30. Consequently, in areas that are especially controversial, the best a clergy member can do is to present the range of options to the laity and ask the church, as a congregation, to either: (a) prayerfully and carefully come to a consensus for how they, as a local body, will choose to act (while remaining aware that other local bodies have selected other options); or (b) refuse a consensus and allow for the whole range of options to be visible within one local body.

31. Of course, both (a) and (b) will likely lead to some members leaving the church but a local church cannot make this sort of decision based upon how many members, or which members, choose to stay or leave.

32. In all of this the clergy member, like the scholar, must be careful that he or she is not simply imposing his or her own personal preference upon the church.
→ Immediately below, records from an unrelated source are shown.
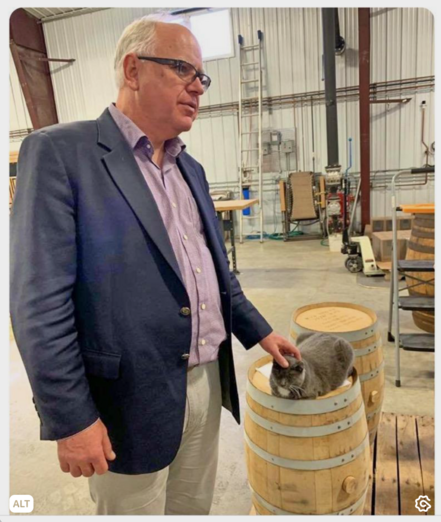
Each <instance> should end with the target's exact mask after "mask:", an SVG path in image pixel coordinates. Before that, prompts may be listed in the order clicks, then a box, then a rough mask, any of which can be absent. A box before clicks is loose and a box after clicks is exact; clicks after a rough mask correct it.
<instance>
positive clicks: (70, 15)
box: [24, 7, 110, 23]
mask: <svg viewBox="0 0 441 522" xmlns="http://www.w3.org/2000/svg"><path fill="white" fill-rule="evenodd" d="M24 9H25V11H27V12H28V13H29V14H31V15H32V16H35V18H37V19H38V20H40V22H42V23H45V22H50V21H52V20H60V19H62V18H69V17H71V16H78V15H81V14H87V13H94V12H96V11H104V10H105V9H110V8H109V7H95V8H94V7H51V8H47V7H26V8H24Z"/></svg>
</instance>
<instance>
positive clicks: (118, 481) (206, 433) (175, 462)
mask: <svg viewBox="0 0 441 522" xmlns="http://www.w3.org/2000/svg"><path fill="white" fill-rule="evenodd" d="M221 403H222V395H221V388H220V379H219V364H218V361H215V362H211V363H208V364H204V365H202V366H198V367H195V368H192V369H191V370H190V371H189V372H188V373H187V403H186V408H185V421H184V433H183V437H182V441H181V446H180V448H179V451H178V453H177V455H176V457H175V459H174V460H173V462H172V463H171V464H170V465H169V466H168V467H167V468H165V469H162V470H160V471H157V472H155V473H147V474H144V475H122V474H120V473H112V472H110V471H108V472H107V473H105V474H104V475H96V474H94V475H93V476H92V477H91V478H89V488H90V495H91V497H92V500H93V501H94V502H95V503H96V507H97V511H96V514H97V515H164V514H165V515H208V513H209V511H210V507H211V502H212V500H213V492H214V484H215V479H216V470H217V459H218V446H219V425H220V414H221V406H222V404H221Z"/></svg>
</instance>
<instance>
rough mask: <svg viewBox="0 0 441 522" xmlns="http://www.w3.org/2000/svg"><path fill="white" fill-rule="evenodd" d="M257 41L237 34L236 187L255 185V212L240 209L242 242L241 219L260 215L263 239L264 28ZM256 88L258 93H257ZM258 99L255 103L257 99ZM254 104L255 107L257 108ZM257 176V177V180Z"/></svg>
mask: <svg viewBox="0 0 441 522" xmlns="http://www.w3.org/2000/svg"><path fill="white" fill-rule="evenodd" d="M257 40H258V43H257V44H254V45H245V42H244V37H243V36H242V35H239V37H238V41H239V151H240V157H239V162H240V164H239V190H240V198H241V199H242V198H243V189H245V188H248V189H249V188H250V187H251V186H252V185H256V184H257V185H258V191H259V203H258V205H257V213H256V215H254V216H252V215H250V216H244V215H243V212H240V218H239V241H240V243H243V220H244V219H257V218H258V219H259V224H260V230H259V234H260V242H261V243H263V179H262V44H263V32H262V31H260V30H258V31H257ZM256 89H257V93H256ZM256 102H257V103H256ZM256 105H257V111H256ZM256 176H257V180H256Z"/></svg>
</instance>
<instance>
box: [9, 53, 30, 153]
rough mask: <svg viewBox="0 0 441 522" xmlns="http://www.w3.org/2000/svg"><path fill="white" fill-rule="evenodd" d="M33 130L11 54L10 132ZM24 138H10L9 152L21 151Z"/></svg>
mask: <svg viewBox="0 0 441 522" xmlns="http://www.w3.org/2000/svg"><path fill="white" fill-rule="evenodd" d="M21 129H32V123H31V117H30V116H29V112H28V109H27V107H26V102H25V99H24V96H23V91H22V89H21V86H20V82H19V80H18V75H17V71H16V69H15V65H14V60H13V59H12V54H11V53H9V130H10V131H19V130H21ZM21 140H22V138H10V140H9V150H10V151H11V152H12V151H16V150H19V148H20V144H21Z"/></svg>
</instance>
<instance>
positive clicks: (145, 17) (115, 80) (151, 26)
mask: <svg viewBox="0 0 441 522" xmlns="http://www.w3.org/2000/svg"><path fill="white" fill-rule="evenodd" d="M176 21H177V20H176V19H175V18H174V17H172V16H171V15H170V14H168V13H158V14H153V15H148V16H143V17H142V18H139V19H138V20H135V21H134V22H132V23H131V24H130V25H128V26H127V27H126V28H125V29H124V31H123V33H122V35H121V36H120V39H119V40H118V43H117V45H116V51H115V61H114V68H115V82H116V86H117V88H118V89H120V88H121V87H122V86H123V85H124V67H123V66H124V58H125V57H126V56H127V55H128V54H129V53H136V54H147V55H154V54H155V52H156V40H155V34H156V27H157V25H158V23H161V22H162V23H176Z"/></svg>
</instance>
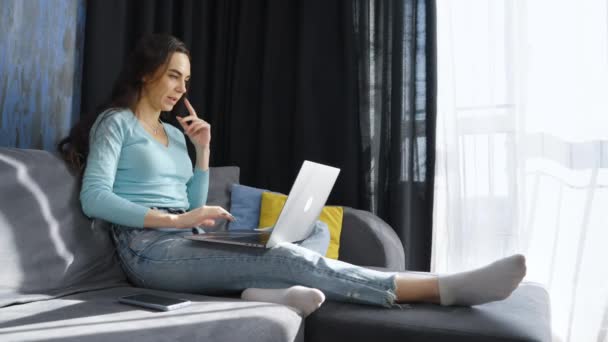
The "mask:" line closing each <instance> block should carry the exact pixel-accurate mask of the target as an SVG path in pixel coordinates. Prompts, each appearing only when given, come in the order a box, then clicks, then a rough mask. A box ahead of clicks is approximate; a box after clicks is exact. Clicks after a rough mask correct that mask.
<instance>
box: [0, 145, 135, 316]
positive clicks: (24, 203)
mask: <svg viewBox="0 0 608 342" xmlns="http://www.w3.org/2000/svg"><path fill="white" fill-rule="evenodd" d="M78 183H79V182H78V181H77V178H76V177H74V176H72V175H71V174H70V172H69V171H68V170H67V168H66V166H65V164H64V163H63V161H62V160H61V159H60V158H58V157H57V156H56V155H54V154H51V153H49V152H46V151H40V150H26V149H13V148H0V194H2V196H1V197H0V236H2V239H0V265H2V268H3V269H2V272H0V307H2V306H6V305H9V304H13V303H23V302H29V301H33V300H40V299H47V298H53V297H56V296H61V295H66V294H69V293H75V292H79V291H85V290H90V289H100V288H106V287H111V286H119V285H124V284H126V280H125V279H126V277H125V275H124V273H123V272H122V270H121V269H120V267H119V265H118V263H116V262H115V260H114V254H115V253H114V246H113V244H112V242H111V240H110V238H109V234H108V232H107V230H106V229H104V228H102V227H100V226H96V225H92V224H91V221H90V220H89V219H87V218H86V217H85V216H84V214H83V213H82V210H81V209H80V202H79V199H78V187H79V184H78Z"/></svg>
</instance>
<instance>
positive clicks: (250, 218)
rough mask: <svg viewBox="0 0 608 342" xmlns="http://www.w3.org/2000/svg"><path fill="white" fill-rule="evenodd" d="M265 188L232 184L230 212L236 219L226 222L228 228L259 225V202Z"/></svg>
mask: <svg viewBox="0 0 608 342" xmlns="http://www.w3.org/2000/svg"><path fill="white" fill-rule="evenodd" d="M264 191H265V190H263V189H258V188H254V187H251V186H246V185H241V184H233V185H232V191H231V192H230V213H231V214H232V215H233V216H234V218H235V219H236V220H235V221H232V222H230V223H228V230H253V229H254V228H257V227H259V223H260V203H261V202H262V192H264Z"/></svg>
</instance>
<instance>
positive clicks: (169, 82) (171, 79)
mask: <svg viewBox="0 0 608 342" xmlns="http://www.w3.org/2000/svg"><path fill="white" fill-rule="evenodd" d="M189 79H190V59H189V58H188V56H187V55H186V54H184V53H181V52H175V53H173V55H171V58H169V62H168V63H167V64H166V65H162V66H160V67H159V68H158V70H156V72H155V73H154V75H152V76H151V77H150V78H147V77H144V86H143V89H142V98H143V99H145V100H146V102H148V103H149V104H150V106H151V107H152V108H153V109H154V110H156V111H162V112H168V111H171V110H172V109H173V106H175V104H176V103H177V101H178V100H179V99H180V98H181V97H182V96H183V95H184V94H185V93H186V90H187V89H186V82H187V81H188V80H189Z"/></svg>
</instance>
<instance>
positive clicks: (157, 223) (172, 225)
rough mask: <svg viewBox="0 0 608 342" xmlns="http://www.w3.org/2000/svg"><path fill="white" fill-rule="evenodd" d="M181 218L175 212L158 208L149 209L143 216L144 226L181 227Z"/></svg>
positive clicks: (178, 227) (145, 226)
mask: <svg viewBox="0 0 608 342" xmlns="http://www.w3.org/2000/svg"><path fill="white" fill-rule="evenodd" d="M180 226H181V219H180V216H179V215H177V214H171V213H166V212H163V211H159V210H154V209H152V210H149V211H148V213H147V214H146V216H145V217H144V227H146V228H162V227H174V228H181V227H180Z"/></svg>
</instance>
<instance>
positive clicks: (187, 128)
mask: <svg viewBox="0 0 608 342" xmlns="http://www.w3.org/2000/svg"><path fill="white" fill-rule="evenodd" d="M205 127H207V125H205V124H204V123H202V122H195V123H192V124H191V125H190V126H189V127H188V128H187V129H186V131H185V132H186V134H188V135H191V134H193V133H194V132H197V131H199V130H201V129H204V128H205Z"/></svg>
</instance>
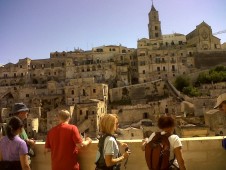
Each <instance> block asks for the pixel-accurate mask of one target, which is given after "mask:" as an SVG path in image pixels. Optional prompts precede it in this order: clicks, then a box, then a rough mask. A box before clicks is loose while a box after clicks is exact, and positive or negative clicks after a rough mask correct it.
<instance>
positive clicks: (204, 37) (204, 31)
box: [201, 31, 208, 40]
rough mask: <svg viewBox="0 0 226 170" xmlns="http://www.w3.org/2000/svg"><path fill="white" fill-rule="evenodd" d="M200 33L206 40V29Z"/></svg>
mask: <svg viewBox="0 0 226 170" xmlns="http://www.w3.org/2000/svg"><path fill="white" fill-rule="evenodd" d="M201 35H202V38H203V39H204V40H206V39H207V38H208V34H207V32H206V31H203V32H202V34H201Z"/></svg>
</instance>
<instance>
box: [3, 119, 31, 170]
mask: <svg viewBox="0 0 226 170" xmlns="http://www.w3.org/2000/svg"><path fill="white" fill-rule="evenodd" d="M22 128H23V122H22V121H21V120H20V119H19V118H18V117H16V116H14V117H12V118H11V119H10V121H9V123H8V124H7V126H6V136H4V137H3V138H2V139H1V140H0V169H1V170H12V169H13V170H30V167H29V163H28V157H27V153H28V149H27V145H26V142H25V141H24V140H22V139H21V138H20V137H19V134H20V133H21V132H22Z"/></svg>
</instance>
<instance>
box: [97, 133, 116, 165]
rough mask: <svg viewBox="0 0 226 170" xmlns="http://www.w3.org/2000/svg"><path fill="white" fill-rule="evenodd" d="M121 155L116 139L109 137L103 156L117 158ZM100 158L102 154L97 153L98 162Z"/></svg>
mask: <svg viewBox="0 0 226 170" xmlns="http://www.w3.org/2000/svg"><path fill="white" fill-rule="evenodd" d="M118 154H119V147H118V144H117V142H116V140H115V138H114V137H112V136H107V137H106V138H105V141H104V149H103V155H104V158H105V155H113V158H117V157H118ZM99 158H100V152H99V150H98V151H97V155H96V161H97V160H98V159H99Z"/></svg>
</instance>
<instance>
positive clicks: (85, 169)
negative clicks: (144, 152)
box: [32, 136, 226, 170]
mask: <svg viewBox="0 0 226 170" xmlns="http://www.w3.org/2000/svg"><path fill="white" fill-rule="evenodd" d="M222 139H223V137H222V136H217V137H195V138H183V139H182V144H183V154H184V159H185V163H186V167H187V170H224V169H226V163H225V159H226V151H225V150H224V149H223V148H222V147H221V140H222ZM124 142H126V143H127V144H128V145H129V147H130V149H131V151H132V154H131V156H130V157H129V160H128V163H127V167H126V169H127V170H138V169H139V170H148V169H147V166H146V162H145V158H144V152H143V151H142V150H141V148H140V146H141V140H125V141H124ZM35 151H36V157H34V158H32V170H50V169H51V159H50V153H48V154H47V155H44V152H43V151H44V142H38V143H37V145H36V147H35ZM96 151H97V142H96V141H94V142H93V143H92V144H91V145H89V146H88V147H87V148H84V149H82V150H81V151H80V156H79V160H80V167H81V170H94V167H95V164H94V162H95V157H96ZM124 169H125V168H124V163H123V164H122V167H121V170H124Z"/></svg>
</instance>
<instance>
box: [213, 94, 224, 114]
mask: <svg viewBox="0 0 226 170" xmlns="http://www.w3.org/2000/svg"><path fill="white" fill-rule="evenodd" d="M214 109H219V110H220V111H222V112H224V113H225V114H226V93H223V94H221V95H219V96H218V97H217V103H216V104H215V106H214Z"/></svg>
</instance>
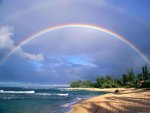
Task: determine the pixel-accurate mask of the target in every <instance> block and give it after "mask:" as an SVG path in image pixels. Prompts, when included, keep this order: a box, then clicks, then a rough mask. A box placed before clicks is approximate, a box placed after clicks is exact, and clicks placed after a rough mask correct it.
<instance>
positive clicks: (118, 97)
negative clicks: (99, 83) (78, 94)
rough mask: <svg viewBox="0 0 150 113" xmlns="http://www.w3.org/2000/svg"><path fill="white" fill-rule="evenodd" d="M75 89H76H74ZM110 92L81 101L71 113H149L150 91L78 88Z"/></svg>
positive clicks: (141, 90) (131, 89)
mask: <svg viewBox="0 0 150 113" xmlns="http://www.w3.org/2000/svg"><path fill="white" fill-rule="evenodd" d="M73 89H74V88H73ZM77 89H78V90H93V91H105V92H110V93H108V94H105V95H101V96H96V97H92V98H90V99H87V100H83V101H80V102H79V103H77V104H74V105H73V106H72V110H71V111H70V112H69V113H124V112H125V113H126V112H128V113H149V112H150V107H149V106H150V90H147V89H134V88H118V90H119V93H114V91H115V90H116V89H117V88H109V89H97V88H76V90H77Z"/></svg>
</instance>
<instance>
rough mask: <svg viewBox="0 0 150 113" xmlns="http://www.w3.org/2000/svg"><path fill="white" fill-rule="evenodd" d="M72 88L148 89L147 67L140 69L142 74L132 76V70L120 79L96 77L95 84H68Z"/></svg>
mask: <svg viewBox="0 0 150 113" xmlns="http://www.w3.org/2000/svg"><path fill="white" fill-rule="evenodd" d="M70 86H71V87H73V88H78V87H82V88H90V87H93V88H114V87H150V74H149V72H148V69H147V66H146V65H145V66H143V67H142V73H140V74H137V75H136V74H134V71H133V70H132V69H129V70H127V73H126V74H122V75H121V77H120V79H119V80H117V79H114V78H112V77H111V76H105V77H104V76H98V77H97V78H96V81H95V82H91V81H90V80H78V81H73V82H71V83H70Z"/></svg>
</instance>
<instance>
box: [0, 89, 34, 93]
mask: <svg viewBox="0 0 150 113" xmlns="http://www.w3.org/2000/svg"><path fill="white" fill-rule="evenodd" d="M0 93H17V94H18V93H19V94H33V93H35V91H4V90H0Z"/></svg>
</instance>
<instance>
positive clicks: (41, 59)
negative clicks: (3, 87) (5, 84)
mask: <svg viewBox="0 0 150 113" xmlns="http://www.w3.org/2000/svg"><path fill="white" fill-rule="evenodd" d="M149 6H150V1H149V0H92V1H91V0H82V1H81V0H30V1H27V0H0V84H7V85H11V84H17V85H18V84H40V85H47V84H50V85H51V84H52V85H54V84H69V83H70V82H72V81H74V80H79V79H80V80H92V81H94V80H95V78H96V77H97V76H108V75H110V76H112V77H114V78H120V76H121V74H123V73H126V71H127V69H131V68H132V69H133V70H134V72H135V73H140V72H141V66H143V65H147V66H148V68H149V69H150V64H149V63H148V61H149V62H150V51H149V49H150V44H149V42H150V13H149V11H150V7H149ZM67 24H78V25H79V24H85V25H92V26H97V27H100V28H104V29H106V30H108V31H112V32H113V33H116V34H118V35H120V36H122V37H124V39H125V40H127V41H128V42H130V43H131V44H132V45H133V46H134V47H136V48H137V49H138V50H139V51H140V52H141V53H142V55H144V56H145V58H146V59H147V61H146V60H145V59H144V58H143V57H142V56H141V55H140V54H139V53H138V52H137V51H135V50H134V49H133V48H132V47H131V46H129V45H128V44H127V43H124V42H123V41H121V40H119V39H118V38H116V37H115V36H112V35H110V34H109V33H107V32H103V31H97V30H94V29H89V28H86V27H85V28H81V27H79V28H75V27H66V28H61V29H57V30H53V31H49V32H46V33H43V34H42V35H40V36H37V38H34V39H33V40H31V41H28V42H27V43H25V44H23V45H21V46H19V47H18V48H17V49H16V50H15V51H14V52H13V53H12V54H11V55H10V56H9V57H8V58H6V57H7V56H8V54H9V53H10V52H12V51H13V50H14V48H16V47H17V46H18V45H19V44H20V43H21V42H23V41H24V40H26V39H27V38H28V37H31V36H32V35H33V34H35V35H36V34H37V33H38V32H39V31H42V30H44V29H47V28H50V27H53V26H61V25H64V26H65V25H67ZM4 59H5V60H4Z"/></svg>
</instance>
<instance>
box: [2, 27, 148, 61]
mask: <svg viewBox="0 0 150 113" xmlns="http://www.w3.org/2000/svg"><path fill="white" fill-rule="evenodd" d="M65 28H86V29H91V30H96V31H100V32H104V33H107V34H109V35H111V36H112V37H113V38H116V39H118V40H120V41H122V42H124V43H125V44H127V45H128V46H129V47H130V48H131V49H133V50H134V51H135V52H137V53H138V54H139V55H140V56H141V57H142V58H143V59H144V60H145V62H146V63H148V64H150V61H149V59H148V58H147V56H146V55H144V54H143V53H142V52H141V51H140V50H139V49H138V48H137V47H136V46H135V45H133V44H132V43H131V42H129V41H128V40H126V39H125V38H124V37H123V36H121V35H119V34H117V33H115V32H113V31H111V30H108V29H105V28H103V27H100V26H95V25H89V24H65V25H58V26H54V27H49V28H46V29H44V30H41V31H39V32H36V33H34V34H32V35H30V36H29V37H27V38H25V40H23V41H22V42H21V43H20V44H18V45H17V46H16V47H15V48H13V50H12V51H10V52H9V53H8V54H7V55H6V57H4V58H3V59H2V60H1V61H0V64H2V63H3V62H5V61H6V60H7V59H8V58H9V57H10V56H11V55H12V54H13V53H14V52H15V51H16V50H17V49H18V48H19V47H21V46H23V45H25V44H27V43H28V42H30V41H32V40H34V39H36V38H39V37H40V36H41V35H43V34H45V33H48V32H51V31H55V30H59V29H65Z"/></svg>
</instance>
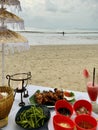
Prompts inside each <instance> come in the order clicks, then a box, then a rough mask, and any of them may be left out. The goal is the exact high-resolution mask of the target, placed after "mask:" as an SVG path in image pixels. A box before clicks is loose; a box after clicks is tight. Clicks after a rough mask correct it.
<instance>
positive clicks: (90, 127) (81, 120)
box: [75, 114, 97, 130]
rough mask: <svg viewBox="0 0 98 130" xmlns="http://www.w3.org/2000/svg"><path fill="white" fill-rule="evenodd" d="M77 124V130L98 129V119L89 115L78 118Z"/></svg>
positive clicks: (76, 127) (76, 117)
mask: <svg viewBox="0 0 98 130" xmlns="http://www.w3.org/2000/svg"><path fill="white" fill-rule="evenodd" d="M75 124H76V128H77V130H96V129H97V121H96V119H95V118H94V117H92V116H90V115H87V114H84V115H78V116H76V118H75Z"/></svg>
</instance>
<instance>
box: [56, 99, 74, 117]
mask: <svg viewBox="0 0 98 130" xmlns="http://www.w3.org/2000/svg"><path fill="white" fill-rule="evenodd" d="M55 111H56V114H61V115H64V116H68V117H71V116H72V114H73V107H72V105H71V104H70V103H69V102H67V101H66V100H65V99H61V100H58V101H56V103H55Z"/></svg>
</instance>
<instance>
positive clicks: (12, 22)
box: [0, 8, 24, 29]
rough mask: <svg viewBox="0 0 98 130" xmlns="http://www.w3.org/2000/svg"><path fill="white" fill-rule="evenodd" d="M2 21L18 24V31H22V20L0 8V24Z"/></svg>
mask: <svg viewBox="0 0 98 130" xmlns="http://www.w3.org/2000/svg"><path fill="white" fill-rule="evenodd" d="M2 21H4V23H18V25H19V27H20V29H24V21H23V19H22V18H20V17H18V16H16V15H15V14H13V13H11V12H9V11H6V9H5V8H0V23H2Z"/></svg>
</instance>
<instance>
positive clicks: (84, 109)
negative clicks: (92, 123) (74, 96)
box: [73, 99, 92, 115]
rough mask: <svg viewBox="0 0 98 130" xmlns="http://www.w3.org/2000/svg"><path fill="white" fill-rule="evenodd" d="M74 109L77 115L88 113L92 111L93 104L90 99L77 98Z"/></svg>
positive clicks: (74, 104) (88, 114)
mask: <svg viewBox="0 0 98 130" xmlns="http://www.w3.org/2000/svg"><path fill="white" fill-rule="evenodd" d="M73 108H74V111H75V113H76V115H81V114H88V115H91V113H92V105H91V103H90V102H89V101H87V100H84V99H81V100H77V101H76V102H75V103H74V105H73Z"/></svg>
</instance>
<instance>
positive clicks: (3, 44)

33. That said, exercising caution, and recognising the plurality of options available to Christians on some issues, is not the same thing as cheerfully tolerating all positions.

34. Consequently, there are times when Christians must strongly disagree with, and refuse to accept, the positions held by other Christians on some issues (indeed, such disagreements have always been a part of the history of the people of God as the prophetic material in the OT shows us, and the Gospels and the letters of Paul in the NT remind us).

35. However, to refuse to accept a position that is held by another Christian, is not the same thing as refusing to accept that other Christian as a Christian, or as a fellow member of the body of Christ.

36. In extremis, such disagreement may even need to be voiced in the act of excommunication. However, even the act of excommunication does not say that a person is ‘damned’ or has ‘lost their salvation’ or whatever. Rather, it simply asserts that, at the present moment, the excommunicated person’s actions prevent that person from participating in the body and blood of Christ (and it makes no assertion whatsoever about the status that person might attain to after death).

37. Unfortunately, none of this has addressed how one is to discern which issues are the ones that require a person to take this sort of stand… but I have gone on long enough for now.